INNOVATIVE BIOLOGICAL WASTEWATER TREATMENT
TECHNOLOGIES APPLIED TO THE TREATMENT OF BIOMASS
GASIFICATION WASTEWATER
John V. Maxham, Research Engineer
Will Wakamiya, Research Engineer
Water and Land Resources Department
Battelle, Pacific Northwest Laboratory
Richland, Washington 99352
One way of utilizing biomass as a renewable energy resource is to thermochemically
convert it into a gaseous fuel. During conversion, wastewaters are generated that will require
treatment prior to reuse in the production process of discharge to the environment. Application of appropriate wastewater treatment technologies is necessary at the pilot plant
stage of production technology development for the following reasons: (1) to factor wastewater treatment costs into estimates of costs for commercial scale production facilities;
(2) to assess environmental impacts and/or health risks of discharged effluents so that the
necessary permits for construction can be issued without excessive delays; and (3) to assess
impact  of recycled   effluents  on  commercial  scale process performance (if applicable).
The principal task of this U.S. Department of Energy (DOE)-sponsored research effort
has been to assess the technical feasibility of several promising process technologies for the
treatment of biomass gasification wastewaters (BGW) by conducting bench-scale treatability studies. Emphasis has been given to biological wastewater treatment technologies
since these technologies are typically more cost effective than physical-chemical treatment
alternatives for removal of organic substrates in high-strength wastewaters, provided such
wastewaters are amenable to biological treatment. Biomass gasification wastewaters do, in
fact, contain organic substrates (e.g., phenolics) that can be toxic to microorganisms or
inhibit their growth. However, with proper biological reactor startup procedures, it is often
possible to successfully acclimate microorganisms to wastewaters containing toxic or growth
inhibitory chemicals.
This chapter reports results obtained with applying three innovative biological wastewater treatment technologies to the treatment of both diluted and full-strength BGW samples. These technologies appear to represent a major technological advance in the biological
wastewater treatment area.

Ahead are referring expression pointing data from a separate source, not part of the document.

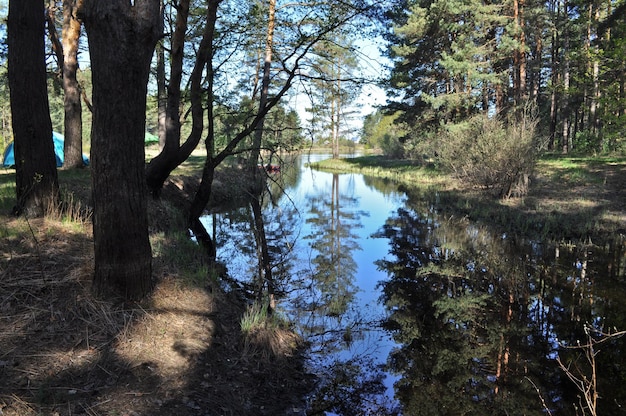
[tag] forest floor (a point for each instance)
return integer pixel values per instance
(181, 351)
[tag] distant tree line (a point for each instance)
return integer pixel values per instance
(557, 68)
(216, 72)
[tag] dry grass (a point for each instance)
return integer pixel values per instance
(179, 352)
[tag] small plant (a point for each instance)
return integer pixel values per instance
(486, 152)
(582, 369)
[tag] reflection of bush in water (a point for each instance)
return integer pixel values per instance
(352, 387)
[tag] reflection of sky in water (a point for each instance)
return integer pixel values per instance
(373, 207)
(557, 280)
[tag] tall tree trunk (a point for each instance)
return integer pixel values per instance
(173, 154)
(565, 102)
(554, 70)
(265, 86)
(203, 194)
(36, 175)
(161, 94)
(519, 55)
(122, 37)
(73, 123)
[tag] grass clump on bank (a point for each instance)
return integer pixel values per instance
(569, 198)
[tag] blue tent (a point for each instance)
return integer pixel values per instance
(57, 138)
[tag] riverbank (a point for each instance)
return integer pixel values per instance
(571, 199)
(182, 351)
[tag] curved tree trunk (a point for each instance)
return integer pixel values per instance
(35, 164)
(172, 153)
(122, 38)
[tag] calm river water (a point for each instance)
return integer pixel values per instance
(411, 312)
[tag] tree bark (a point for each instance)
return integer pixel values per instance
(73, 124)
(265, 86)
(122, 37)
(36, 175)
(172, 153)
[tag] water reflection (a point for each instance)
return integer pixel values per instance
(412, 312)
(479, 319)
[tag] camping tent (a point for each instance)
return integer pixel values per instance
(57, 139)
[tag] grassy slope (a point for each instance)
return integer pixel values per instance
(570, 198)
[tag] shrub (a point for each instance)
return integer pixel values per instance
(489, 153)
(392, 147)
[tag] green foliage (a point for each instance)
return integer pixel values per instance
(486, 152)
(384, 131)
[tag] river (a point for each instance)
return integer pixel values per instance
(409, 311)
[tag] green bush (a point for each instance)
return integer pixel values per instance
(486, 152)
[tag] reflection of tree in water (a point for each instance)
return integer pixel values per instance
(332, 219)
(350, 383)
(466, 311)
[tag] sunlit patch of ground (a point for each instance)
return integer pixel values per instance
(179, 352)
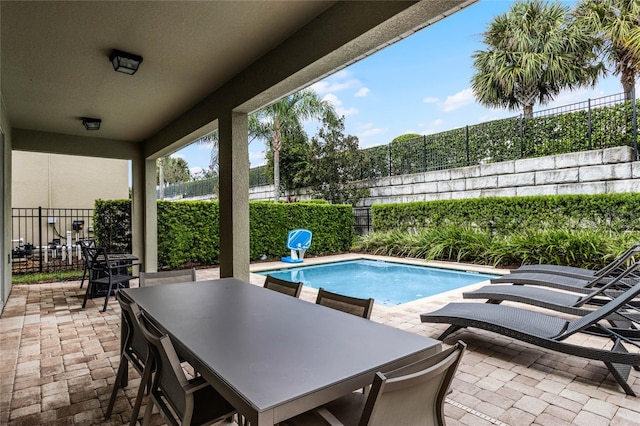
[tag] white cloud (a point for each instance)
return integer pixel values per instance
(337, 104)
(373, 131)
(257, 158)
(364, 91)
(195, 171)
(460, 99)
(325, 86)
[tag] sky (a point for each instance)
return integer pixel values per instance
(421, 84)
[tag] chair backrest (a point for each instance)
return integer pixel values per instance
(621, 262)
(413, 394)
(169, 380)
(135, 345)
(97, 258)
(602, 312)
(299, 239)
(148, 279)
(283, 286)
(351, 305)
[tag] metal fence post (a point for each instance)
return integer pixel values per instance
(40, 238)
(635, 124)
(466, 144)
(424, 153)
(589, 122)
(521, 136)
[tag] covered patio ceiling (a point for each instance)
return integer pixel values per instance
(55, 66)
(206, 65)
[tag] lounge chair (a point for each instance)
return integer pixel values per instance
(570, 303)
(547, 331)
(614, 267)
(561, 282)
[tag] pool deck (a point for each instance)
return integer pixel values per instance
(59, 363)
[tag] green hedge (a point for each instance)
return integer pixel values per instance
(503, 215)
(188, 231)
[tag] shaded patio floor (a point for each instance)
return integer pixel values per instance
(59, 363)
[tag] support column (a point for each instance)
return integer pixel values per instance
(234, 195)
(144, 213)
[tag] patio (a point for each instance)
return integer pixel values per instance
(59, 364)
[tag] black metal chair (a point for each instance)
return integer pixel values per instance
(191, 401)
(283, 286)
(351, 305)
(105, 275)
(84, 244)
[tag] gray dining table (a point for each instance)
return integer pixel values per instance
(273, 356)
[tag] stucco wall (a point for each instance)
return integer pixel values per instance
(66, 181)
(610, 170)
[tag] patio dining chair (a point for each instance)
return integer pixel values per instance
(148, 279)
(178, 399)
(283, 286)
(410, 395)
(351, 305)
(134, 352)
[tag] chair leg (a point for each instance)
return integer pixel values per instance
(147, 412)
(84, 274)
(86, 294)
(144, 383)
(106, 297)
(448, 331)
(121, 370)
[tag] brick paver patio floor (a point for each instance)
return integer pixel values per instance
(59, 363)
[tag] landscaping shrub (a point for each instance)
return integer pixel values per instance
(188, 231)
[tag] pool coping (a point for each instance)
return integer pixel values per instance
(310, 261)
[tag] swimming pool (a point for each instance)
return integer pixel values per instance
(388, 283)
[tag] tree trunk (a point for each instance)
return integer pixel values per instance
(276, 175)
(528, 111)
(161, 178)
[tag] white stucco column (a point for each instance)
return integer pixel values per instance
(234, 195)
(144, 213)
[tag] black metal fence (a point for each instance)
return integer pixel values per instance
(362, 220)
(605, 122)
(45, 239)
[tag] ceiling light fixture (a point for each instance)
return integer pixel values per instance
(125, 62)
(91, 123)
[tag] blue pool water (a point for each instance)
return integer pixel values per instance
(387, 282)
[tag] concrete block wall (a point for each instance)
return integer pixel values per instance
(611, 170)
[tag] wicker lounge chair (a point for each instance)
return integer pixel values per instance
(570, 303)
(614, 267)
(548, 331)
(578, 285)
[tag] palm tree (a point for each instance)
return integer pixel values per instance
(617, 23)
(534, 51)
(288, 113)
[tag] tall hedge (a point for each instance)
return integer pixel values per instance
(188, 231)
(502, 215)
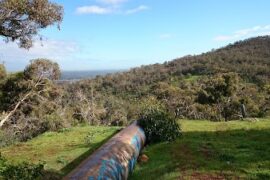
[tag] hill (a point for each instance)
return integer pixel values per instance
(228, 83)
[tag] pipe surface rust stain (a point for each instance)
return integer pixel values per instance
(113, 160)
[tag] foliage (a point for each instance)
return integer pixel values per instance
(23, 170)
(211, 150)
(22, 19)
(3, 72)
(159, 126)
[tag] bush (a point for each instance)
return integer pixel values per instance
(159, 126)
(24, 170)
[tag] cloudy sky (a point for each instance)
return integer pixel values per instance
(119, 34)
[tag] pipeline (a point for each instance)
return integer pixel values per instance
(115, 159)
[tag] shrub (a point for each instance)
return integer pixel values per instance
(159, 126)
(24, 170)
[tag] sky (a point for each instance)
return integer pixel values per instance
(120, 34)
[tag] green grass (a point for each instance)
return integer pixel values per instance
(211, 150)
(61, 151)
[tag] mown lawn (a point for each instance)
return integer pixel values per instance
(60, 151)
(211, 150)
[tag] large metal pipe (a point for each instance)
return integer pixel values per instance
(113, 160)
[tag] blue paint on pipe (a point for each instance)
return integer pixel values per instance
(115, 159)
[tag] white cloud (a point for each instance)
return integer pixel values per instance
(254, 31)
(17, 58)
(138, 9)
(93, 10)
(165, 36)
(113, 2)
(109, 7)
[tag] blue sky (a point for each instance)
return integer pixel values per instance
(119, 34)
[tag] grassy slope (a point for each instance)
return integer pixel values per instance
(209, 150)
(61, 151)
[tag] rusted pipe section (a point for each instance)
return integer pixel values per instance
(113, 160)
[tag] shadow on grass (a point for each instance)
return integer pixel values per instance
(210, 155)
(53, 175)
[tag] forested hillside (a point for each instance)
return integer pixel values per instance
(225, 84)
(213, 85)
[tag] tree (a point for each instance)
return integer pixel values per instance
(22, 19)
(32, 85)
(3, 72)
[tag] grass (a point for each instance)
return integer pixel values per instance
(211, 150)
(60, 151)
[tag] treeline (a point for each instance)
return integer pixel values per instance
(225, 84)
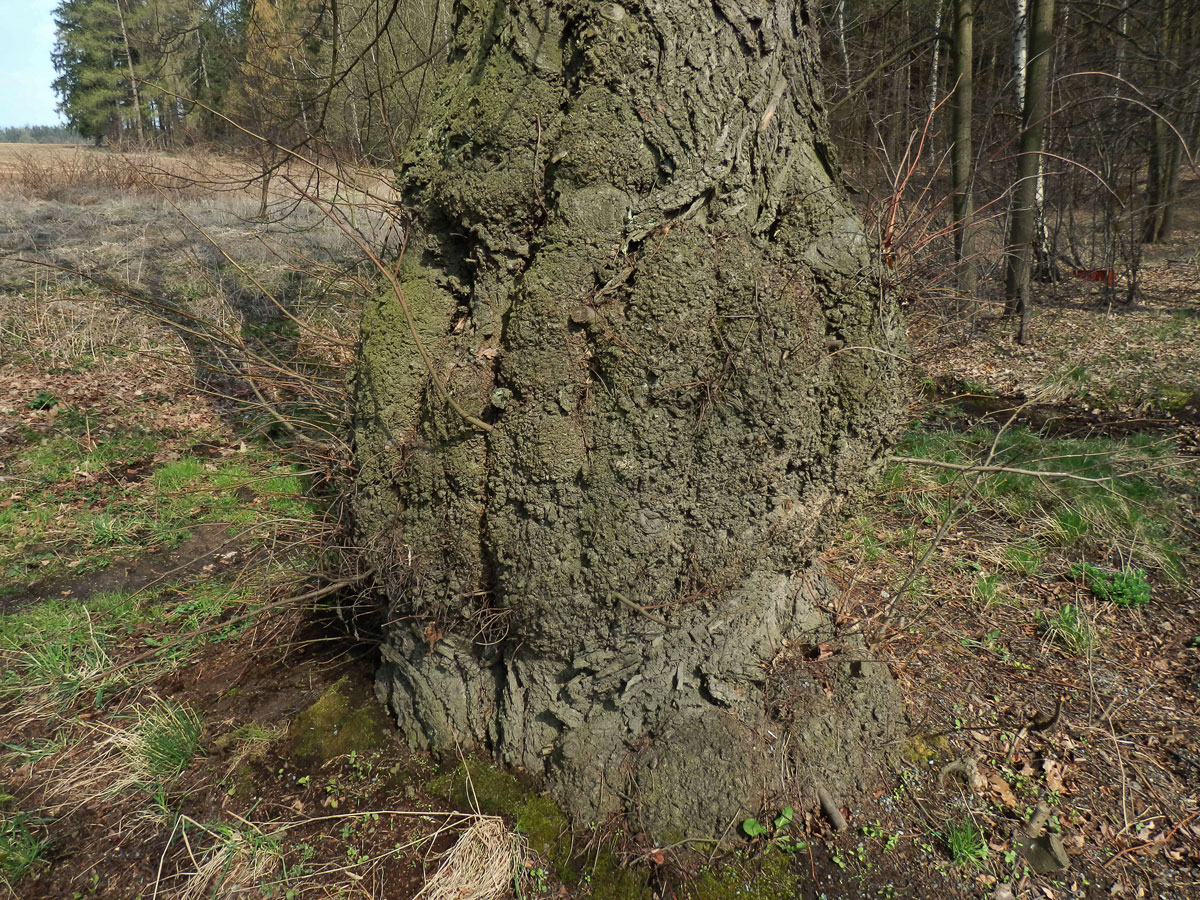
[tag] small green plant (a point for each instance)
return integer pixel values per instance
(45, 400)
(1126, 587)
(169, 737)
(1024, 558)
(775, 832)
(1069, 629)
(21, 849)
(987, 588)
(965, 843)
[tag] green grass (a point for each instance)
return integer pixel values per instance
(965, 843)
(61, 648)
(167, 739)
(63, 651)
(21, 846)
(1128, 588)
(76, 504)
(987, 588)
(1132, 499)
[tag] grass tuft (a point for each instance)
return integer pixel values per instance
(965, 843)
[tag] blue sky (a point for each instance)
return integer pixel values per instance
(27, 37)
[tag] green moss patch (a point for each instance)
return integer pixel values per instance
(342, 720)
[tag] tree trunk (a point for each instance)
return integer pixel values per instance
(1023, 222)
(633, 269)
(963, 154)
(136, 94)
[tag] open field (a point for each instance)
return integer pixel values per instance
(186, 642)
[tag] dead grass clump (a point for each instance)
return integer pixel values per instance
(72, 173)
(238, 865)
(486, 863)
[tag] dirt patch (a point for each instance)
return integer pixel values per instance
(209, 550)
(1072, 420)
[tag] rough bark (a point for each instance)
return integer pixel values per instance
(633, 262)
(963, 153)
(1023, 222)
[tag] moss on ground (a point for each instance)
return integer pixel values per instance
(771, 877)
(340, 721)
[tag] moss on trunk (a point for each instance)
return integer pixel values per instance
(630, 255)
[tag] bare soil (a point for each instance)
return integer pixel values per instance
(299, 761)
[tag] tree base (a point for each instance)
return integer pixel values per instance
(685, 729)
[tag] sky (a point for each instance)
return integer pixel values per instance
(27, 37)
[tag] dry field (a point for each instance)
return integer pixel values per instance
(185, 642)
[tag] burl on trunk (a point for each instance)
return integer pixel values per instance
(634, 271)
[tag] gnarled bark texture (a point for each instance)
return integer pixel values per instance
(633, 259)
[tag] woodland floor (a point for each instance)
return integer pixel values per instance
(184, 712)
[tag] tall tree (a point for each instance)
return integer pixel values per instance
(93, 58)
(963, 151)
(1023, 220)
(633, 365)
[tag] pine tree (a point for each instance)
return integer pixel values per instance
(94, 61)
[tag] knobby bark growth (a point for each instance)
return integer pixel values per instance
(1026, 193)
(631, 261)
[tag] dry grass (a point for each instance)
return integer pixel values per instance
(486, 863)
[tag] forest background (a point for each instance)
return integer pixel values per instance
(179, 319)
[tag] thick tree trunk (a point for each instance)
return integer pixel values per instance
(1023, 227)
(634, 271)
(963, 153)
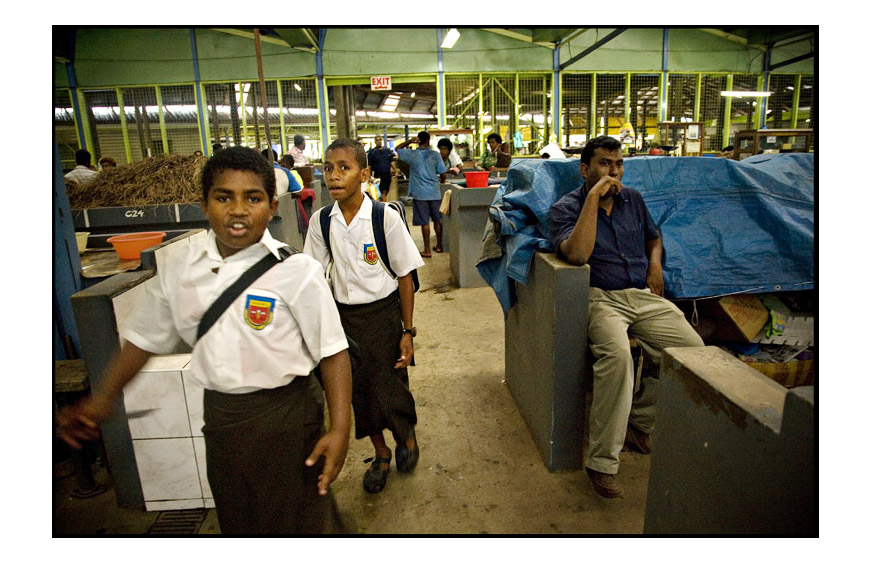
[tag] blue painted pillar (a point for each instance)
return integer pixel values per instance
(77, 110)
(205, 146)
(766, 86)
(441, 85)
(322, 89)
(67, 268)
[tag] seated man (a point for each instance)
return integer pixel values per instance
(498, 155)
(83, 173)
(607, 225)
(285, 180)
(451, 161)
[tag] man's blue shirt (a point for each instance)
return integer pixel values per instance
(619, 258)
(425, 166)
(380, 160)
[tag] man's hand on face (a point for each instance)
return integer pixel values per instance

They promise to dramatically reduce treatment time, cost,
energy consumption and/or sludge production while preserving the simplicity of operation
and mechanical reliability of conventional treatment process options.
WASTEWATER CHARACTERISTICS
All BGW samples used in the bench-scale treatment studies were generated by the SGFM
biomass gasifier at Texas Tech University in Lubbock, Texas. These samples were shipped
from Texas Tech University at approximately two-month intervals. When received, these
samples were composited and stored at 4 C. The total wastewater volume of a shipment
would range from 5-7 liters. Therefore, the size of the bench-scale biological treatment
reactors were specified as small as possible in order to conserve wastewater feed.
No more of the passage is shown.